Ya-Qiu Long is currently a Professor at College of Pharmaceutical Sciences, Soochow University. She gained her BA (Hons) in Chemistry (1990) from Sichuan University and obtained her MS in Organic Chemistry (1993) at Shanghai Institute of Organic Chemistry, CAS, where she also achieved her Ph.D. (1996) for the work on the hydrophobic interaction-driven self-assembly study of phospholipids. After 3 years' postdoctoral training in the field of medicinal chemistry and bioorganic chemistry at National Institutes of Health, USA (1997-2000), she joined the faculty at Shanghai Institute of Materia Medica as a Hundred Talent Award recipient from CAS, appointed to a full professor and principal investigator (2001-2017).

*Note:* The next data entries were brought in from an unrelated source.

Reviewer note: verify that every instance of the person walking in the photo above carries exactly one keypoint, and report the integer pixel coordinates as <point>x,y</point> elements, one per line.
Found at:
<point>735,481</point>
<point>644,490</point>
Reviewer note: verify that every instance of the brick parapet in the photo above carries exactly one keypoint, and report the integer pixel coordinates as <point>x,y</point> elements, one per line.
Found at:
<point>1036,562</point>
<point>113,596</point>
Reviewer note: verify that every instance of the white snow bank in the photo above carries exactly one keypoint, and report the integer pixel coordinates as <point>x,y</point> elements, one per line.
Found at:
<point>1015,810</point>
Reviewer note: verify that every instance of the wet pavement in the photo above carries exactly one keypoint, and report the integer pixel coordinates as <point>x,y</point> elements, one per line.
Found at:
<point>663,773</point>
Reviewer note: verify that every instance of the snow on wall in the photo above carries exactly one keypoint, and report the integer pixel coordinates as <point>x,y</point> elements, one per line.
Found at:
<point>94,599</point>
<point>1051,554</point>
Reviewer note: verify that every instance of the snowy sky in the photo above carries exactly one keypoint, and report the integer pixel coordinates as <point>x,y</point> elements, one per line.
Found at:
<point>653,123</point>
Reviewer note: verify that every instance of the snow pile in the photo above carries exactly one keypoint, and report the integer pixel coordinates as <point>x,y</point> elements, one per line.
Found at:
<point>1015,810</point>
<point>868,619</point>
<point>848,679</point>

From March of 2017, she moved to Soochow University as a distinguished professor and vice dean of the medical college. Since 2001, she has supervised 24 PhD students, 13 master students and 2 postdoctoral coworkers. This has been possible by attracting a research portfolio of 27 grants, resulting in the publication of more than 90 peer reviewed papers (including JACS, JMC, OL, JOC), and invitations to deliver ca. 27 international and national presentations. Notably, she has obtained several highly prestigious awards and fellowships. For example, she is awarded the esteemed National Science Fund for Distinguished Young Scholars from NSFC and a Chinese Youth Science and Technology Award form the central government.

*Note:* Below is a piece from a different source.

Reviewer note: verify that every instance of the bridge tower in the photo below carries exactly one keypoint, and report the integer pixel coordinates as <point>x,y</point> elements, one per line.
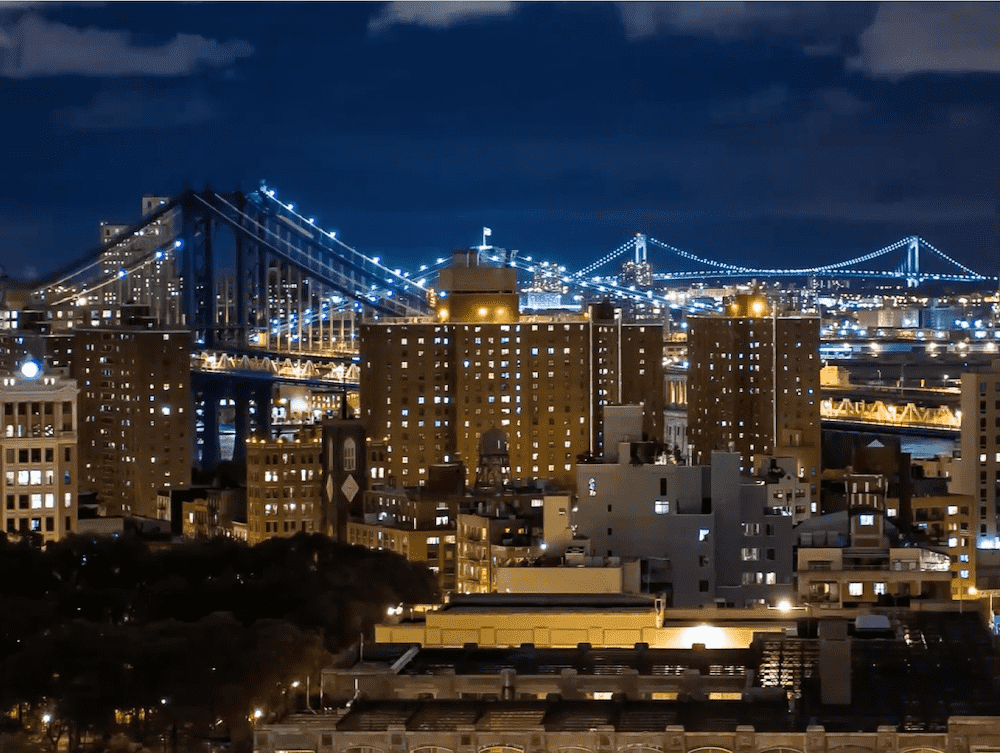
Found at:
<point>912,266</point>
<point>640,248</point>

Long group is focused on the design, synthesis and SAR study of bioactive small molecules and peptidomimetics that may lead to the development of chemotherapeutic agents for cancer, AIDS and diabetes, by targeting the crucial enzyme or receptor involved in the etiological pathways. Meanwhile, our SAR studies reveal the structural information of the target protein which in turn facilitates the rational design and structural optimization of the lead compounds. Furthermore, we are interested in developing novel metal-free C-H functionalization methodologies to construct privileged scaffolds efficiently and conveniently, then study the bioactivity diversity resulting from the chemical structure diversity. Consequently, our study has provided new structural scaffolds and pharmacophore models for further development of HIV-1 integrase inhibitors, CCR5/CXCR4 antagonists and pTyr-dependent cell signaling inhibitors, resulting in 31 patents applications, among which 17 patents were licensed. Several lead compounds have entered preclinical evaluation stage with promising drug-likeness.
EDUCATION
09/01/1986 – 06/30/1990 Department of Chemistry, Sichuan University, Chengdu 610064, China, B.S.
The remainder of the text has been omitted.